MacAfee Road School Principal Duct-Taped To Wall For Fundraiser

MacAfee Road School principal Bill Grippo was duct-taped to a cafeteria wall on Jan. 13 as part of a fundraiser for a school program.

He’s slept on a roof, been dunked in a tub of water and now, he’s been duct-taped to a cafeteria wall.

One has to wonder what’s next for MacAfee Road School principal Bill Grippo.

Grippo allowed himself to be duct-taped on Jan. 13 as an incentive for students to raise money for the school’s “Positive Behavior Support In Schools” – or PBIS – program. Students donated a dollar for one piece of duct tape to help stick Grippo to the wall.

Some students really wanted to make sure Grippo stayed on that wall.

“Some kids donated $20, so they’ll get 20 strips,” said Kindergarten special ed teacher Tara Eastman, who is also the head of the school’s “PBIS Reach High” program.

The money will be used for supplies and prizes for the program’s weekly raffles.
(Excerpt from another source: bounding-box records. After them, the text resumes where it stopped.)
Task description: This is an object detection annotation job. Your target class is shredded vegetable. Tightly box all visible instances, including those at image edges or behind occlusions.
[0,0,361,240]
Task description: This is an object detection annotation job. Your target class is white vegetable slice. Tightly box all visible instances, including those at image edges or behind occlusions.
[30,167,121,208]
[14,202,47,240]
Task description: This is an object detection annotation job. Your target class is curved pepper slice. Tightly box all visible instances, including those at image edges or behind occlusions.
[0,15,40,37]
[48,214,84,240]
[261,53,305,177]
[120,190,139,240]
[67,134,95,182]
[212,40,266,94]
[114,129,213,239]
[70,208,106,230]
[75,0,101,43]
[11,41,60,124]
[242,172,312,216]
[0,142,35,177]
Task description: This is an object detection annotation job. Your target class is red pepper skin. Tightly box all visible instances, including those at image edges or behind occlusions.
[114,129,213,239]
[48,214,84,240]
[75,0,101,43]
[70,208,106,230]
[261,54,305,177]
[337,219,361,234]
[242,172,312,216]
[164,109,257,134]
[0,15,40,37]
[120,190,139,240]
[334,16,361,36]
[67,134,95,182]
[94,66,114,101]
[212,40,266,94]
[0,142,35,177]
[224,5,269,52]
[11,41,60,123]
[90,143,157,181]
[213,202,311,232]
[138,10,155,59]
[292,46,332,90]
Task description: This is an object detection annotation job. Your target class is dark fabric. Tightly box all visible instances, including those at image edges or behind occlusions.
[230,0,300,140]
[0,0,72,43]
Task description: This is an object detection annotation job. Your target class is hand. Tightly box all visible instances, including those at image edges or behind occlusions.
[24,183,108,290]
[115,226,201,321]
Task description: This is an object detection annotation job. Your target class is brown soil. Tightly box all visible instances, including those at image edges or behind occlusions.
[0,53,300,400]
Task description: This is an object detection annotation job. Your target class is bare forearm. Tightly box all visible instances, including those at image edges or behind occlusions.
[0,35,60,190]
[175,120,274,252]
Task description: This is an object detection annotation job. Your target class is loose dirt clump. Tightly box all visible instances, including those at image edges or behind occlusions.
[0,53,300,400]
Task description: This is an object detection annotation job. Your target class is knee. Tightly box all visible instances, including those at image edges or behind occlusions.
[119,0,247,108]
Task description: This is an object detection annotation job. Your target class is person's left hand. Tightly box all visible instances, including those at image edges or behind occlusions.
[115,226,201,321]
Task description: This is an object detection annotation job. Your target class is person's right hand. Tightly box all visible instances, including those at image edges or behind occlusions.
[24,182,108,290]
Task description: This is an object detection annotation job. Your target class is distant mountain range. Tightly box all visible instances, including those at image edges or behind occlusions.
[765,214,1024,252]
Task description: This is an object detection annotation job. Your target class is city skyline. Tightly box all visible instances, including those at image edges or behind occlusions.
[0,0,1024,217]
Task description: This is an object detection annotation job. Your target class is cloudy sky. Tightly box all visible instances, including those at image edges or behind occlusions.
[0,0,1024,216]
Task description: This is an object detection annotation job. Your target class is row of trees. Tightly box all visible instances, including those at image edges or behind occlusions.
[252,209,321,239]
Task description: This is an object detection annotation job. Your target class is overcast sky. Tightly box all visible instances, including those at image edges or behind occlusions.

Whenever a student is seen exhibiting positive behavior, they get some “Mac Bucks,” which are basically tickets for that week’s raffle, Eastman said. The raffles are held every Friday.

“We’re trying to get away from behavior correction and more toward recognizing and acknowledging the positive behavior that’s going on,” she said. “So in the hallway, instead of saying, you’re not on the silver line, we say thank you for walking on the silver line, and we give out Mac Bucks.”

The “Duct Tape the Principal” program is “just kind of a fun way to raise money,” she said. “Then we’ll have our big quarterly raffle at the end of it where we’ll give out bigger prizes that they don’t get at the raffles.”

Eastman said fellow Kindergarten teacher Marisa Saucedo organized the duct tape event.

To prepare for the event, Grippo donned a cover-all paint suit, then stood on several mats with his back up against a wall.

He was preliminarily duct-taped to the wall by some staffers to ensure that he stuck when the mats were removed. (That kind of worked.)

The students were then led into the cafeteria by grade, and when their names were called they walked up to a teacher, received their strips of duct tape, and then applied them to Grippo.

It wasn’t long before the principal looked as though we was nested in a gray cocoon.

When all the students who donated had applied their duct tape strips, a countdown was done and the mats were taken from under Grippo’s feet.

He was held up for a minute or so by two staff members, and he stayed on the wall for a few seconds after the let him go, but eventually gravity took over and the duct tape came loose on one side.

And the children were cheering the entire time.

“It was a different feeling,” Grippo said, after he had shed the tape and the painter’s suit. “I started to sweat a lot because I had that paint suit on.”

“The kids’ excitement kept me motivated,” he said. “It was good to see them so excited about participating in this Reach High program.”

“This was fun, it’s been done before, but to see so many little kids involved was cool,” he said. “It was neat.”

Eastman said the group plans different fundraising activities throughout the school year.

“We’ll do a door decorating contest,” she said. “We’re having a staff versus student basketball game in March.”

The Reach High program is beneficial, Grippo said, because it “keeps their focus on, you can have a good time and do fun things, and if you behave, you participate in those things.”